Numerous materials were made available for the workshop in advance. There were videos for each session in which presentation slides on the respective topics of the session were presented in the style of a lecture. These were accompanied by appropriate literature and studies. On each of the workshop days, there were two-hour live sessions in which the content of the videos was repeated and the application of the principles was practiced live.

The first step was to set up RStudio Server on the Amazon Web Services (AWS) cloud service. This offloads the entire RStudio environment from one’s own machine, allowing handling data and calculations without burdening local resources.

Furthermore, work with the package collection tidyverse was deepened. Here, among other things, it turned out that the function vrooom from the package of the same name provides faster import of larger data sets than similar functions. In addition, it was discussed how to access external data sets directly from RStudio via SQL syntax, so that it is not necessary to import the full data sets at all.

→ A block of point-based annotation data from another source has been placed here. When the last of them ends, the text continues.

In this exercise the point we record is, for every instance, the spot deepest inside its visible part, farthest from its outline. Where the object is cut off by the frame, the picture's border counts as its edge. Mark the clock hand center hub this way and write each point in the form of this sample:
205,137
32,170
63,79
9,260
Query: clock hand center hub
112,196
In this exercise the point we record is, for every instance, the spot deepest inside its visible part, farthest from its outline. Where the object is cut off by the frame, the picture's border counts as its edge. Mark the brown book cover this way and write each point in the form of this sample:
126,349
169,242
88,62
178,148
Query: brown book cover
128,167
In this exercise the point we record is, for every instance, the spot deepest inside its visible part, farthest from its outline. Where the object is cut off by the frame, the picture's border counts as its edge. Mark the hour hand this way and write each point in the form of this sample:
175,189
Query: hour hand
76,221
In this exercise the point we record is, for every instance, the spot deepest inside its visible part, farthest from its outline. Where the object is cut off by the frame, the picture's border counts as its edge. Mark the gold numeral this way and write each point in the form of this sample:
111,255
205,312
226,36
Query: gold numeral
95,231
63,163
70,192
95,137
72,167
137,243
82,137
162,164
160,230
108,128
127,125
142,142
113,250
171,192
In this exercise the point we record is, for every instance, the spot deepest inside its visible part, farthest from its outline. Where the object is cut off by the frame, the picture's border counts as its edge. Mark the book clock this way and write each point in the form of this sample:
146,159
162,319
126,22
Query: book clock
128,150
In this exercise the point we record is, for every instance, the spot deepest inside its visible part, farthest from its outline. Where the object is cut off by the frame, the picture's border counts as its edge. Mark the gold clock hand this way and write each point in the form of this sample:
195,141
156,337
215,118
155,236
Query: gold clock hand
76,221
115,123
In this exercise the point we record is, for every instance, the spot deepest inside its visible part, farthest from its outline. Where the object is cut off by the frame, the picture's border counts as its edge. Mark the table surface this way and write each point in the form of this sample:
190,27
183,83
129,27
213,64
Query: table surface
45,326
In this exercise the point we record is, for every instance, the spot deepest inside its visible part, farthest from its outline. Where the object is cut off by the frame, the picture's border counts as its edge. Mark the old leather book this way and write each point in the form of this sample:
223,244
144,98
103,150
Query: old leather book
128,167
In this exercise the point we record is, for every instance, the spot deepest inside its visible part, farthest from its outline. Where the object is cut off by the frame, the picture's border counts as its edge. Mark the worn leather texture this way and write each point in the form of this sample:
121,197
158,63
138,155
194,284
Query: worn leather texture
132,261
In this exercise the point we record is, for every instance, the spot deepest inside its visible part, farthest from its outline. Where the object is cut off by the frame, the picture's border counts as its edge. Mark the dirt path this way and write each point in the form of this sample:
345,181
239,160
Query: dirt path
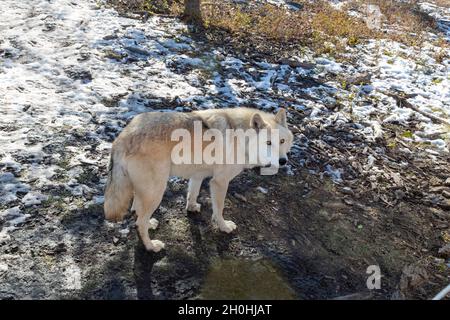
73,74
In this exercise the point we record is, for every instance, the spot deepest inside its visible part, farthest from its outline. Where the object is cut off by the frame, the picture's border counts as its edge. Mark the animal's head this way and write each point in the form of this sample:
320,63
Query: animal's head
278,133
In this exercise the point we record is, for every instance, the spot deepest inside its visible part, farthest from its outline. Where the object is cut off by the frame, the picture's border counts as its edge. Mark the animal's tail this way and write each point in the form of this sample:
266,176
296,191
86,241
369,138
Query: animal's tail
119,189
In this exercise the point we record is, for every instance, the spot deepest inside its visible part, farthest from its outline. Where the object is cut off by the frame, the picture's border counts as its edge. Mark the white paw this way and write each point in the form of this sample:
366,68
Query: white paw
227,226
155,246
193,207
153,223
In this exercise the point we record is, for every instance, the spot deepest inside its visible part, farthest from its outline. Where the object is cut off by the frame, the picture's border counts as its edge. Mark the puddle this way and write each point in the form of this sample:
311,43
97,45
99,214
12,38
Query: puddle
245,279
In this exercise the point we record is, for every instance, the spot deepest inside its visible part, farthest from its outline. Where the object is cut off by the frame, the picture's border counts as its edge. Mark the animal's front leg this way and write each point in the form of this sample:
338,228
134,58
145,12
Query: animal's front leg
192,195
219,189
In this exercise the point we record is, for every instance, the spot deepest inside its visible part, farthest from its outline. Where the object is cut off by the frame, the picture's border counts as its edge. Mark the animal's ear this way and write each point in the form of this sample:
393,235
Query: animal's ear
257,122
280,117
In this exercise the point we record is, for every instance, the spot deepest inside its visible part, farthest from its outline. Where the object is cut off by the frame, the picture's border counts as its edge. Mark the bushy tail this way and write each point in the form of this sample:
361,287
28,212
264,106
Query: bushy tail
119,189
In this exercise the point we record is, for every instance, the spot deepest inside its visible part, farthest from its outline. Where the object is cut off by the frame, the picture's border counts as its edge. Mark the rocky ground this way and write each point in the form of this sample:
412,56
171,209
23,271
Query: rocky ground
368,181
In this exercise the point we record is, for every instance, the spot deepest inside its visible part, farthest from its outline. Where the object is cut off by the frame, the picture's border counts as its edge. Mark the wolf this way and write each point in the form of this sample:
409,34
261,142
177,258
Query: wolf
141,162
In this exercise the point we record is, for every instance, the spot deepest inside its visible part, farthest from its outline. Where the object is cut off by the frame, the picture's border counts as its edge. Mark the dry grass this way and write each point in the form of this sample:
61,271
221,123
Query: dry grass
400,21
318,25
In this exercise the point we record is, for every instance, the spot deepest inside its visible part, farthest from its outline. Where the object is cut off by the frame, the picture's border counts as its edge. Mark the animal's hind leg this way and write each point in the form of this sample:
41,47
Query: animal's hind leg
149,182
192,195
153,223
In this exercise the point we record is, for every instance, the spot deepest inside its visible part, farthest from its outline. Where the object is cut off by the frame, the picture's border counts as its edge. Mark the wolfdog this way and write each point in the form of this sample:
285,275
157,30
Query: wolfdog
142,161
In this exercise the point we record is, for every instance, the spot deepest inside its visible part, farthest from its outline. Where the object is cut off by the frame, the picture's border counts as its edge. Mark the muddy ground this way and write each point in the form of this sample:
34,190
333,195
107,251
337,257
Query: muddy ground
299,240
300,235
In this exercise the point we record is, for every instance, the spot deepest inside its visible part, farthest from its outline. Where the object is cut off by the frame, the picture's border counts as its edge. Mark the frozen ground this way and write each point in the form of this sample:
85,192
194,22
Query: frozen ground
73,73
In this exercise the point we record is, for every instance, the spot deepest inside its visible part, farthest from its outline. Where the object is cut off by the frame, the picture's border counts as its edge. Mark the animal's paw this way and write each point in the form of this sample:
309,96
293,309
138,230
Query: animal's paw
153,223
155,246
193,207
227,226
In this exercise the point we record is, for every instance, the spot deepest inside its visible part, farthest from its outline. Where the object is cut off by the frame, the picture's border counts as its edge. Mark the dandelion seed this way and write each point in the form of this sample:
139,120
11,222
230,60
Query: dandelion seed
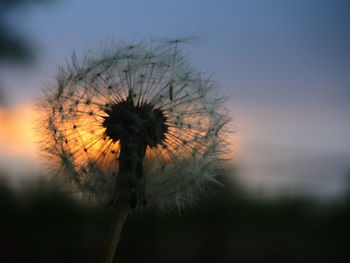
136,123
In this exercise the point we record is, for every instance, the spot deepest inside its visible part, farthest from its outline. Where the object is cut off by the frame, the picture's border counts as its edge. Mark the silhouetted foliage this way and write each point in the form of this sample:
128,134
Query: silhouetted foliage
41,224
13,46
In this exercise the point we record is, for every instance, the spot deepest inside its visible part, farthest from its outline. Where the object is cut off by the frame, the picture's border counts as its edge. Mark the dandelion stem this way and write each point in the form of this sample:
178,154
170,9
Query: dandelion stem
120,213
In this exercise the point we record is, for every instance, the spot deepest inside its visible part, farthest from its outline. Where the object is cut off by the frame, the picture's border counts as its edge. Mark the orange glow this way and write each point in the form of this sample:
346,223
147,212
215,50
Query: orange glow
17,137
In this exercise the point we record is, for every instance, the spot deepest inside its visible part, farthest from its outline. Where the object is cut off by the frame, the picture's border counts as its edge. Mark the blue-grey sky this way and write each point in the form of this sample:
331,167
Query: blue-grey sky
284,64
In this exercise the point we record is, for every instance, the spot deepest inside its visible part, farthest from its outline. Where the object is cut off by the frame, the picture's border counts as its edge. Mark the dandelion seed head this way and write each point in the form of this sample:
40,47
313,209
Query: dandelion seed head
134,103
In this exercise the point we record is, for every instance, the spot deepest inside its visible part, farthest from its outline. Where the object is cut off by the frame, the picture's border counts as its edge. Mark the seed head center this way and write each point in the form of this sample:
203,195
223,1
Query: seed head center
143,123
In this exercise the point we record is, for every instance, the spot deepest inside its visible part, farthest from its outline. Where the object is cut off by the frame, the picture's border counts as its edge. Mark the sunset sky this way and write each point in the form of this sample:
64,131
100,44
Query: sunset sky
284,65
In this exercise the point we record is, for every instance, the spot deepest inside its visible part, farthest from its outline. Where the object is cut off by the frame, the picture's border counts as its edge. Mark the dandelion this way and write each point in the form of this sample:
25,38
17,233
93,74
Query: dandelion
134,127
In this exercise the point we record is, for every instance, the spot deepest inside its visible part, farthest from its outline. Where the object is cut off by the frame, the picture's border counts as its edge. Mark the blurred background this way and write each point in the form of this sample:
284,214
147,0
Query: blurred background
284,67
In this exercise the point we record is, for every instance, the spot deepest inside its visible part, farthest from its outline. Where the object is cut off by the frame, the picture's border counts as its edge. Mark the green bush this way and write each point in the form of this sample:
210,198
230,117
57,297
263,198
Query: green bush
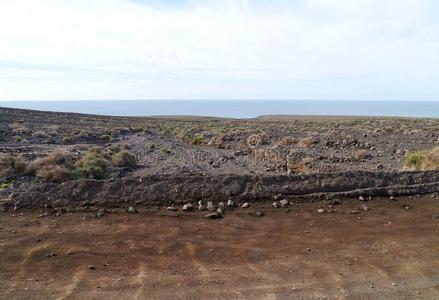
124,159
93,164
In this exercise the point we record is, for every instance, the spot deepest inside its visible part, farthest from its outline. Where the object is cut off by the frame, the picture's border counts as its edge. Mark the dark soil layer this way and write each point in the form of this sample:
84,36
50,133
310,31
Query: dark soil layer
388,252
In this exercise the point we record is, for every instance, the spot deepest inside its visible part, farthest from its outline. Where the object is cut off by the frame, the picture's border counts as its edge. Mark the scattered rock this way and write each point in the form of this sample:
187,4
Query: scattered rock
283,203
188,206
214,216
245,205
364,207
100,213
131,210
210,206
259,214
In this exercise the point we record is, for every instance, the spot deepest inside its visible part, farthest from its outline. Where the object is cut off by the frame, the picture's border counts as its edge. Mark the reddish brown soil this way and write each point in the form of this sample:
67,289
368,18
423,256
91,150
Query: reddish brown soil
389,252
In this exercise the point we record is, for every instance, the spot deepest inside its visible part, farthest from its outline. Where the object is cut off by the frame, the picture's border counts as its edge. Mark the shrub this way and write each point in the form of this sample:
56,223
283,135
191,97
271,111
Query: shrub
39,134
5,185
53,167
93,164
11,165
18,138
113,148
422,160
199,139
105,137
124,159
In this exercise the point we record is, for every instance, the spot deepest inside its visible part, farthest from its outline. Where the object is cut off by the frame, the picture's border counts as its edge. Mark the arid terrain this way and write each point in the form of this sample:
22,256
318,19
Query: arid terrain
388,252
276,207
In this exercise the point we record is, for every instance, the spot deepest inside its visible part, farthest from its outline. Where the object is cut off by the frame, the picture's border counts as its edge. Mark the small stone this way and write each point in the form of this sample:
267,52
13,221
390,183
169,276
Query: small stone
100,213
210,206
283,203
245,205
214,216
200,205
364,207
187,206
131,210
259,214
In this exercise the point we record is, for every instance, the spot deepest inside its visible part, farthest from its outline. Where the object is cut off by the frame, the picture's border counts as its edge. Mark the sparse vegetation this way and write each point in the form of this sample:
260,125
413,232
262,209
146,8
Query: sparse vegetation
53,167
124,159
11,165
422,160
93,164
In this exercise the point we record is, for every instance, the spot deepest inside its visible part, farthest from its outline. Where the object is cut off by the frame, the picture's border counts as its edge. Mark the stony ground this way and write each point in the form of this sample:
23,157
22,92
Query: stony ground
390,251
265,145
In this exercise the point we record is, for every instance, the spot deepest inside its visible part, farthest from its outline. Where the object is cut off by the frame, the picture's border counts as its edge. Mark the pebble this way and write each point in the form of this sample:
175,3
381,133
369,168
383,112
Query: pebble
210,206
187,206
283,203
364,207
245,205
100,213
214,216
131,210
259,214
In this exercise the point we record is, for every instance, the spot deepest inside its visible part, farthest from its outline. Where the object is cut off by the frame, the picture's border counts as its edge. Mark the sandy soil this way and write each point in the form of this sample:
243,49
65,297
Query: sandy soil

For illustrative purposes, data sets on COVID vaccination status and election outcomes in the United States were used during the workshop. Respectively, the observations were clustered at different levels (state, county, …), which rendered the merging of the data sets difficult. Besides typical functions of data wrangling (filtering, grouping, aggregating, mapping, merging), some special machine learning methods were discussed. Here, the logic of the procedure was first demonstrated using simple linear regression models: A model is trained with a (smaller) training data set and then applied to a (larger) test data set. The model is supposed to accurately predict the outcome, but not as accurately as to overfit to the training data and perform badly on the test data – in the end, it was a question of a balance between variance and bias. During the workshop, this principle was also applied to LASSO and Ridge regression, logistic regression, and classification methods such as Support Vector Machines, Decision Trees, and Random Forests.

All in all, it was a good introduction to working with machine learning methods. However, there was limited focus on the decision criteria for choosing certain methods over others, and a strong focus on the technical implementation of the methods in R. Nevertheless, the workshop was able to clarify some open questions and provide some new techniques that will help when working with larger datasets and in data analysis.